A large Earth-like granitic system exists on the Moon
By Newswise
Granites, which result from magma due to igneous activity, are nearly absent in our Solar System outside of Earth.
Yet over the past decade evidence by way of remote sensing systems used by geoscientists including Timothy Glotch, Ph.D., of Stony Brook University, have proven that notable silicic features like granites within a volcanic complex are on the Moon. Now additional research shows a likely large Earth-like granite system is present on the Moon. The finding, details of which are published in a Nature paper, may help expand knowledge of geothermal lunar processes.
Previously, only a sampling of grains of granite was detected in the hundreds of kilograms of rocks returned by Apollo astronauts, and remote sensing studies since have found only a few small granite or granite-like features on the Moon. This research team used remote sensing measurements, specifically orbital microwave radiometry, and gravity measurements, to detect a large (greater than 50 kilometers in diameter) granitic body underneath the Compton-Belkovich Volcanic Complex (CBVC) on the Moon’s far side.
“Typically, granites require either plate tectonics or water-bearing magmas to form,” explains Glotch, co-author and Professor in the Department of Geosciences at Stony Brook University. “While the lunar interior contains small amounts of water, the Moon has never undergone plate tectonics. Therefore, this discovery of the granitic complex, or batholith underneath the CBVC, points to some not-yet-understood process that is responsible for the granitic formation.”
While Glotch and co-authors are not yet sure what the process is, there could be a number of possibilities. These could include a fractionation of KREEP (potassium-rare-earth-elements-and-phosphorus) basaltic liquids, or partial melting KREE-rich crust. If either of these were the case, it would require an abnormally hydrous mantle underneath the CBVC and a compositionally heterogenous lunar mantle.
The authors theorize that “the surprising magnitude and geographic extent of this feature imply an Earth-like, evolved granite system larger than believed possible on the Moon, especially outside of the Procellarum region…a phenomenon previously documented only on Earth.”
In addition to the discovery, the authors say of the remote sensing method that “this work illustrates a new tool for mapping planetary geothermal gradient from orbit through passive microwave radiometry, which can provide a window into crustal and interior heat-producing structures.”
Furthermore, they say that the methods used are generalizable, and “similar uses of passive radiometric data could vastly expand our knowledge of geothermal processes on the Moon and other planetary bodies.”
Glotch worked with the lead author, Matthew Siegler, of the Planetary Science Institute in Tucson, AZ, to conceptualize the study.

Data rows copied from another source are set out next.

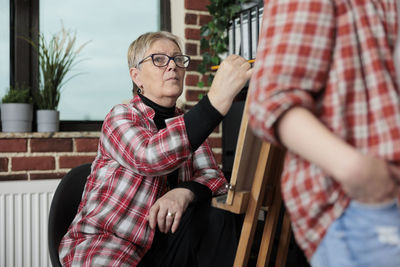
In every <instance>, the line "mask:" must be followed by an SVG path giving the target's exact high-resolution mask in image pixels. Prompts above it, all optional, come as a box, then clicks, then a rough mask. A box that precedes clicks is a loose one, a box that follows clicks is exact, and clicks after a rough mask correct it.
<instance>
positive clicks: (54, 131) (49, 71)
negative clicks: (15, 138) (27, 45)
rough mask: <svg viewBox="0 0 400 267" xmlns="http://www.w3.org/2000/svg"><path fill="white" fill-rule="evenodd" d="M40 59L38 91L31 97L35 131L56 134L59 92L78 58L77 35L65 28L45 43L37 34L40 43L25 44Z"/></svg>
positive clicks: (57, 126)
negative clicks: (36, 121) (65, 28)
mask: <svg viewBox="0 0 400 267" xmlns="http://www.w3.org/2000/svg"><path fill="white" fill-rule="evenodd" d="M28 42H29V43H30V44H31V45H32V46H33V47H34V48H35V49H36V50H37V52H38V56H39V71H40V76H39V77H40V78H39V90H38V92H36V93H35V94H34V95H33V97H34V101H35V104H36V106H37V108H38V110H37V111H36V115H37V116H36V117H37V131H38V132H57V131H58V130H59V115H60V114H59V111H58V110H57V108H58V104H59V101H60V96H61V89H62V87H63V86H64V85H65V83H66V82H67V81H69V79H71V78H73V77H74V76H71V77H69V78H68V79H66V77H67V74H69V73H70V71H71V70H72V68H73V67H74V66H75V65H76V64H77V63H78V61H76V60H77V57H78V55H79V53H80V51H81V50H82V48H83V47H84V46H85V45H86V44H87V43H84V44H82V45H81V46H79V47H78V48H76V47H75V46H76V33H75V32H74V33H71V31H67V30H66V29H65V28H64V27H62V28H61V30H60V31H59V32H58V33H56V34H53V35H52V36H51V38H50V39H49V40H46V39H45V38H44V36H43V34H39V44H38V45H36V44H35V43H34V42H32V41H28Z"/></svg>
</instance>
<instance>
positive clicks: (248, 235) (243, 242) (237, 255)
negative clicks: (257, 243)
mask: <svg viewBox="0 0 400 267" xmlns="http://www.w3.org/2000/svg"><path fill="white" fill-rule="evenodd" d="M270 148H271V146H270V144H268V143H266V142H264V143H263V144H262V147H261V151H260V157H259V159H258V162H257V169H256V173H255V176H254V181H253V185H252V189H251V195H250V199H249V202H248V206H247V207H248V208H247V211H246V215H245V218H244V222H243V226H242V233H241V235H240V240H239V245H238V248H237V251H236V257H235V263H234V265H233V266H235V267H243V266H247V262H248V260H249V256H250V251H251V246H252V243H253V238H254V232H255V230H256V226H257V218H258V214H259V211H260V207H261V203H262V202H263V199H264V193H265V188H266V185H267V180H268V179H266V177H265V175H266V173H267V168H266V167H267V161H268V155H269V152H270Z"/></svg>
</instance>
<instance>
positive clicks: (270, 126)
mask: <svg viewBox="0 0 400 267" xmlns="http://www.w3.org/2000/svg"><path fill="white" fill-rule="evenodd" d="M334 12H335V11H334V7H333V4H332V3H331V1H328V0H297V1H293V0H268V1H266V3H265V6H264V14H263V24H262V31H261V33H260V41H259V46H258V51H257V56H256V58H257V60H256V62H255V67H254V68H255V69H254V74H253V77H252V79H251V82H250V90H249V101H250V103H249V104H250V105H249V110H248V112H249V123H250V126H251V127H252V128H253V130H254V131H255V133H256V134H257V135H259V136H261V137H262V138H263V139H267V140H269V141H270V142H272V143H275V144H276V143H279V141H278V138H277V136H276V134H275V132H274V126H275V123H276V122H277V120H278V119H279V118H280V116H282V114H283V113H285V112H286V111H287V110H289V109H290V108H292V107H294V106H303V107H305V108H307V109H309V110H311V111H314V109H315V102H314V99H313V95H316V94H318V92H320V91H321V90H323V89H324V86H325V82H326V79H327V73H328V70H329V67H330V62H331V55H332V47H333V46H334V43H333V40H334V34H335V24H334Z"/></svg>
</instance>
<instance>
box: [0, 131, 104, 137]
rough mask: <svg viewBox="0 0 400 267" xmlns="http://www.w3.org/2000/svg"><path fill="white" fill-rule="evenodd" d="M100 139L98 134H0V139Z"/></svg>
mask: <svg viewBox="0 0 400 267" xmlns="http://www.w3.org/2000/svg"><path fill="white" fill-rule="evenodd" d="M79 137H100V132H54V133H38V132H28V133H5V132H0V138H79Z"/></svg>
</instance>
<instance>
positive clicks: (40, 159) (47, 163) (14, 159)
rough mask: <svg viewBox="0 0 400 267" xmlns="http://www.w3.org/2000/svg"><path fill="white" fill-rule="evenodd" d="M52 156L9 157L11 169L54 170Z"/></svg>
mask: <svg viewBox="0 0 400 267" xmlns="http://www.w3.org/2000/svg"><path fill="white" fill-rule="evenodd" d="M54 168H55V160H54V157H50V156H46V157H45V156H43V157H14V158H12V159H11V170H13V171H26V170H54Z"/></svg>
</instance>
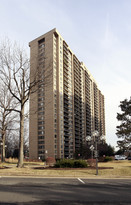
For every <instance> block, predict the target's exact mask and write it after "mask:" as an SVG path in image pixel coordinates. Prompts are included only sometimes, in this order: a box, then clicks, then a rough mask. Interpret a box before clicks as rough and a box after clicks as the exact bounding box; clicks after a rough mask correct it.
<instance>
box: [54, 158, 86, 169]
mask: <svg viewBox="0 0 131 205" xmlns="http://www.w3.org/2000/svg"><path fill="white" fill-rule="evenodd" d="M55 167H56V168H86V167H88V164H87V162H86V161H84V160H73V159H61V160H58V161H57V162H56V164H55Z"/></svg>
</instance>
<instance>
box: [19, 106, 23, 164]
mask: <svg viewBox="0 0 131 205" xmlns="http://www.w3.org/2000/svg"><path fill="white" fill-rule="evenodd" d="M23 145H24V105H23V106H22V108H21V113H20V139H19V158H18V165H17V167H23V166H24V164H23V158H24V157H23V155H24V152H23Z"/></svg>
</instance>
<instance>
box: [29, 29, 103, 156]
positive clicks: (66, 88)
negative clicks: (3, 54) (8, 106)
mask: <svg viewBox="0 0 131 205" xmlns="http://www.w3.org/2000/svg"><path fill="white" fill-rule="evenodd" d="M29 46H30V51H31V56H30V62H31V67H30V76H31V79H32V78H33V76H34V75H37V77H38V79H39V82H38V85H37V89H36V92H34V94H32V95H31V97H30V133H29V139H30V158H31V159H33V158H34V159H38V158H41V159H44V158H46V157H55V158H66V157H68V158H72V157H73V154H74V153H75V151H76V150H77V149H79V147H80V145H81V144H85V143H86V136H89V135H91V133H92V132H93V131H94V130H98V131H99V133H100V135H105V115H104V113H105V110H104V96H103V95H102V94H101V91H100V90H99V89H98V87H97V83H96V82H95V80H94V79H93V77H92V75H91V74H90V72H89V70H88V69H87V68H86V66H85V65H84V64H83V63H81V62H80V61H79V60H78V58H77V57H76V56H75V54H74V53H73V52H72V50H71V49H70V48H69V46H68V45H67V43H66V42H65V40H64V39H63V38H62V37H61V35H60V34H59V33H58V31H57V30H56V29H53V30H51V31H49V32H48V33H46V34H44V35H42V36H40V37H39V38H37V39H35V40H33V41H31V42H30V43H29Z"/></svg>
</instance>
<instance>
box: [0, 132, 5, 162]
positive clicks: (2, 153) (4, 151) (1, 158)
mask: <svg viewBox="0 0 131 205" xmlns="http://www.w3.org/2000/svg"><path fill="white" fill-rule="evenodd" d="M1 147H2V152H1V153H2V156H1V162H5V131H3V134H2V146H1Z"/></svg>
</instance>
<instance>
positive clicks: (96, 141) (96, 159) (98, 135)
mask: <svg viewBox="0 0 131 205" xmlns="http://www.w3.org/2000/svg"><path fill="white" fill-rule="evenodd" d="M92 136H93V138H94V142H95V158H96V175H98V147H97V143H98V138H99V132H98V131H97V130H95V131H94V132H93V133H92Z"/></svg>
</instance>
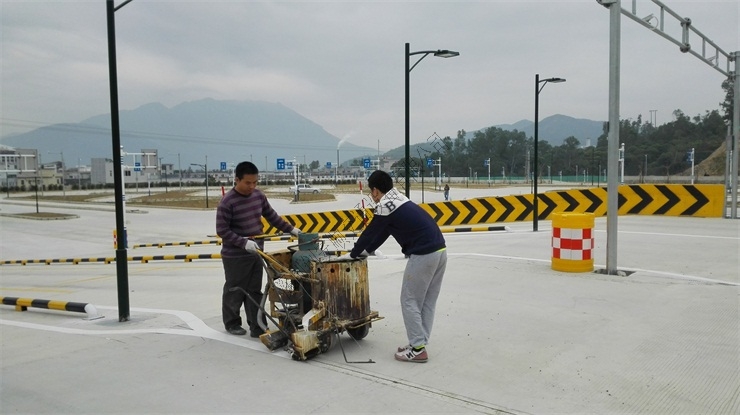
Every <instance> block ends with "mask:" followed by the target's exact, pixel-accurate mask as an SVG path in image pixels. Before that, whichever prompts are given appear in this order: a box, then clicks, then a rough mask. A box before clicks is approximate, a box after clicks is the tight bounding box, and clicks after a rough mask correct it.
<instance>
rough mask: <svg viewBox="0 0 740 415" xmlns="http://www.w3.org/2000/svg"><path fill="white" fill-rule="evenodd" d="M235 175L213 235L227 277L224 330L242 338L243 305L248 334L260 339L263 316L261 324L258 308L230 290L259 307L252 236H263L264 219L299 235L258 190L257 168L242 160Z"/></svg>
mask: <svg viewBox="0 0 740 415" xmlns="http://www.w3.org/2000/svg"><path fill="white" fill-rule="evenodd" d="M234 176H235V184H234V187H233V188H232V189H231V190H229V192H228V193H226V195H225V196H224V197H223V199H221V202H220V203H219V204H218V209H217V210H216V233H217V234H218V236H220V237H221V240H222V244H221V261H222V262H223V266H224V274H225V276H226V282H225V283H224V289H223V296H222V300H221V314H222V317H223V322H224V327H225V328H226V331H228V332H229V333H231V334H235V335H245V334H247V331H246V330H245V329H244V328H243V327H242V319H241V315H240V314H241V307H242V304H244V310H245V312H246V316H247V324H248V325H249V334H250V336H252V337H259V336H260V335H261V334H262V333H264V329H265V328H266V327H267V322H266V321H265V319H264V315H263V316H262V321H261V322H260V321H258V318H257V316H258V312H259V307H257V306H256V305H255V304H254V303H253V302H251V301H249V299H248V298H247V297H246V295H244V292H242V291H241V290H236V291H229V289H230V288H233V287H241V288H242V289H243V290H244V291H246V292H247V293H249V295H250V296H251V297H252V299H254V300H255V301H256V302H257V303H260V304H261V301H262V259H261V258H260V257H259V254H257V250H258V249H262V248H263V241H262V240H255V239H253V237H254V236H257V235H260V234H262V218H263V217H264V218H265V219H267V221H268V222H269V223H270V224H271V225H272V226H274V227H276V228H278V229H280V230H281V231H283V232H290V233H291V234H293V235H298V234H299V233H301V230H300V229H298V228H296V227H294V226H293V225H291V224H290V223H288V222H286V221H285V220H283V218H281V217H280V215H278V214H277V212H275V210H274V209H273V208H272V206H270V203H269V202H268V201H267V197H266V196H265V194H264V193H262V191H260V190H259V189H257V182H258V180H259V170H258V169H257V166H255V165H254V164H253V163H250V162H248V161H243V162H241V163H239V164H238V165H237V166H236V169H235V170H234Z"/></svg>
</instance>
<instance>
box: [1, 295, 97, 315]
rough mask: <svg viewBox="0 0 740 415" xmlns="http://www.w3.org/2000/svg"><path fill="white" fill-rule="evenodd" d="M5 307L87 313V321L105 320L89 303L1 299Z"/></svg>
mask: <svg viewBox="0 0 740 415" xmlns="http://www.w3.org/2000/svg"><path fill="white" fill-rule="evenodd" d="M0 298H1V299H2V303H3V304H4V305H12V306H15V311H26V310H27V309H28V307H36V308H46V309H49V310H61V311H72V312H76V313H86V314H87V318H85V320H96V319H99V318H103V317H105V316H101V315H100V314H98V310H97V309H96V308H95V306H94V305H92V304H89V303H75V302H71V301H55V300H39V299H33V298H18V297H0Z"/></svg>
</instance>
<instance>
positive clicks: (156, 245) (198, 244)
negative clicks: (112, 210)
mask: <svg viewBox="0 0 740 415" xmlns="http://www.w3.org/2000/svg"><path fill="white" fill-rule="evenodd" d="M192 245H221V239H211V240H207V241H185V242H163V243H152V244H136V245H134V246H133V249H136V248H164V247H165V246H192Z"/></svg>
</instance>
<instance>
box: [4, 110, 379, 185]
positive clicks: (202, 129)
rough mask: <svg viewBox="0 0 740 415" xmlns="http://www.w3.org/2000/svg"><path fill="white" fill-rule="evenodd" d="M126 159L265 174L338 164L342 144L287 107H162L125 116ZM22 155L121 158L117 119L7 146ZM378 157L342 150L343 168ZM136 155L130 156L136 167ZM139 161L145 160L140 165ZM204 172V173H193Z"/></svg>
mask: <svg viewBox="0 0 740 415" xmlns="http://www.w3.org/2000/svg"><path fill="white" fill-rule="evenodd" d="M120 128H121V145H122V146H123V151H124V153H141V152H142V151H141V150H142V149H156V150H158V156H159V157H160V158H161V159H162V162H163V163H169V164H173V165H174V168H175V169H178V168H179V167H178V164H179V165H180V166H181V167H182V168H183V169H185V170H187V169H188V168H189V167H190V164H191V163H197V164H205V163H206V157H207V164H208V168H209V170H211V169H218V168H219V167H220V163H221V162H226V163H227V166H228V167H229V168H230V167H231V164H235V163H238V162H240V161H244V160H251V161H253V162H254V163H255V164H256V165H257V167H259V168H260V169H263V168H265V169H266V170H274V169H275V166H276V161H277V159H278V158H284V159H286V160H291V159H293V158H295V159H296V161H297V162H298V163H301V164H304V163H306V164H310V163H311V162H312V161H314V160H318V161H319V164H320V166H324V165H325V164H326V162H329V161H331V162H332V163H336V161H337V160H336V157H337V145H338V144H339V142H340V140H339V138H337V137H335V136H333V135H331V134H329V133H328V132H326V131H325V130H324V129H323V128H322V127H321V126H320V125H318V124H316V123H314V122H313V121H311V120H309V119H307V118H305V117H303V116H301V115H300V114H298V113H297V112H295V111H293V110H291V109H289V108H287V107H285V106H284V105H282V104H279V103H270V102H264V101H226V100H222V101H219V100H214V99H201V100H197V101H191V102H185V103H182V104H179V105H177V106H174V107H172V108H167V107H165V106H164V105H162V104H159V103H151V104H146V105H143V106H141V107H139V108H136V109H134V110H125V111H120ZM0 144H3V145H6V146H10V147H15V148H30V149H38V150H39V154H40V155H41V160H42V161H44V162H49V161H58V160H60V155H61V154H60V152H63V153H64V158H65V164H66V165H67V166H75V165H77V164H78V163H81V164H83V165H89V164H90V159H92V158H111V159H112V158H113V147H112V140H111V131H110V114H104V115H98V116H94V117H92V118H88V119H86V120H84V121H82V122H79V123H76V124H54V125H49V126H46V127H42V128H38V129H36V130H33V131H29V132H26V133H23V134H16V135H13V136H9V137H3V138H2V139H0ZM376 152H377V150H376V149H373V148H370V147H360V146H356V145H354V144H351V143H347V142H345V143H342V146H341V152H340V157H341V159H342V161H343V162H344V161H346V160H348V159H350V158H355V157H361V156H363V155H365V154H375V153H376ZM133 158H134V156H133V155H124V163H126V164H132V163H133ZM137 160H138V158H137ZM192 168H193V169H194V170H197V169H200V167H198V166H193V167H192Z"/></svg>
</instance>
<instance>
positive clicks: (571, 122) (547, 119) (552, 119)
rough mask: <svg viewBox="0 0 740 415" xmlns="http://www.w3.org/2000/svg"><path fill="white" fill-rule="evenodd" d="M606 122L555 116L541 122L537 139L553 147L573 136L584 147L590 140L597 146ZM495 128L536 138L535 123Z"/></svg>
mask: <svg viewBox="0 0 740 415" xmlns="http://www.w3.org/2000/svg"><path fill="white" fill-rule="evenodd" d="M604 122H605V121H593V120H586V119H583V118H573V117H569V116H567V115H560V114H555V115H551V116H549V117H547V118H543V119H541V120H540V122H539V125H538V130H539V131H538V132H537V138H538V139H539V140H540V141H542V140H544V141H547V142H548V143H550V144H551V145H553V146H559V145H562V144H563V142H565V139H566V138H568V137H571V136H573V137H575V138H577V139H578V141H580V142H581V145H582V146H585V145H586V144H587V142H588V140H589V139H590V140H591V145H596V140H597V139H598V138H599V137H600V136H601V135H602V134H603V133H604ZM494 127H497V128H500V129H502V130H507V131H514V130H516V131H521V132H523V133H524V134H525V135H526V136H527V137H534V121H529V120H521V121H518V122H516V123H514V124H500V125H495V126H494ZM481 130H485V129H484V128H482V129H481ZM474 133H475V132H469V131H468V132H467V134H468V135H466V136H469V138H472V137H473V134H474Z"/></svg>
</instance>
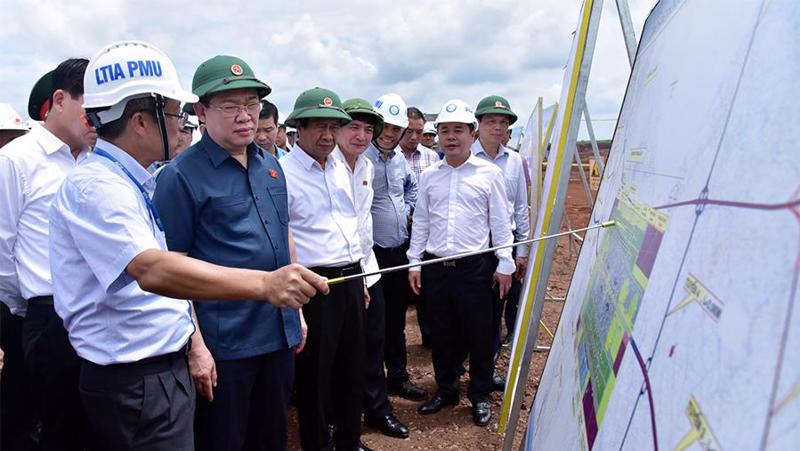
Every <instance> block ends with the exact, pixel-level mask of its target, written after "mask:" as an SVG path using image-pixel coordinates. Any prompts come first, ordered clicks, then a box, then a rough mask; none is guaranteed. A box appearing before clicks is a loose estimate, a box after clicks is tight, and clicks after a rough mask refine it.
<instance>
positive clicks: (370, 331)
mask: <svg viewBox="0 0 800 451" xmlns="http://www.w3.org/2000/svg"><path fill="white" fill-rule="evenodd" d="M369 297H370V303H369V308H368V309H367V312H366V316H365V317H364V416H365V417H367V418H368V419H376V420H377V419H380V418H383V417H385V416H386V415H390V414H391V413H392V405H391V404H390V403H389V393H388V392H387V390H386V370H384V368H383V346H384V337H385V331H386V328H385V327H384V325H385V320H386V318H385V313H386V305H385V301H384V299H383V286H382V285H381V281H380V280H379V281H378V282H376V283H375V284H374V285H373V286H371V287H369Z"/></svg>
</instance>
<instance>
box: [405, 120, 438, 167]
mask: <svg viewBox="0 0 800 451" xmlns="http://www.w3.org/2000/svg"><path fill="white" fill-rule="evenodd" d="M406 115H407V116H408V127H406V130H405V132H404V133H403V137H402V138H400V143H399V146H400V150H401V151H402V152H403V156H404V157H406V161H408V165H409V166H411V170H412V171H414V175H416V176H417V178H419V175H420V174H422V171H424V170H425V169H428V168H429V167H431V166H433V165H434V164H436V162H437V161H439V155H437V154H436V152H434V151H433V149H430V148H428V147H425V146H424V145H423V144H422V134H423V132H424V131H425V128H424V127H425V115H424V114H423V113H422V111H420V109H419V108H417V107H413V106H411V107H408V109H407V110H406Z"/></svg>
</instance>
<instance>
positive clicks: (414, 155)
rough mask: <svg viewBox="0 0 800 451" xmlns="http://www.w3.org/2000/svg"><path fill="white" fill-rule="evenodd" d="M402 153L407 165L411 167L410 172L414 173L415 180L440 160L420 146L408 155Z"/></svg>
mask: <svg viewBox="0 0 800 451" xmlns="http://www.w3.org/2000/svg"><path fill="white" fill-rule="evenodd" d="M401 152H402V150H401ZM402 153H403V156H404V157H405V158H406V161H407V162H408V165H409V166H410V167H411V170H412V171H414V175H415V176H416V177H417V179H419V175H420V174H422V171H424V170H425V169H428V168H429V167H431V166H433V165H434V164H436V163H437V162H438V161H439V160H440V158H439V154H437V153H436V152H434V151H433V149H430V148H428V147H425V146H423V145H422V144H417V148H416V149H414V151H413V152H411V154H409V155H406V154H405V152H402Z"/></svg>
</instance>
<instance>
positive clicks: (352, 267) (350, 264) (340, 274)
mask: <svg viewBox="0 0 800 451" xmlns="http://www.w3.org/2000/svg"><path fill="white" fill-rule="evenodd" d="M308 269H310V270H311V271H314V272H315V273H317V274H319V275H320V276H323V277H327V278H329V279H332V278H334V277H345V276H354V275H356V274H361V273H362V270H361V263H360V262H356V263H350V264H349V265H344V266H316V267H314V268H308Z"/></svg>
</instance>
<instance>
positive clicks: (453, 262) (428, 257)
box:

The research is built out of more than 10 years of work by Glotch and other collaborators nationally to use remote sensing measurements of the Moon to map the presence and quality properties of anomalously silicic features on the lunar surface and interior.
The researchers previously identified a number of volcanoes, including CBVC and the Gruithuisen domes, as having granite-like compositions. These regions will be the target of a NASA rover mission in 2026.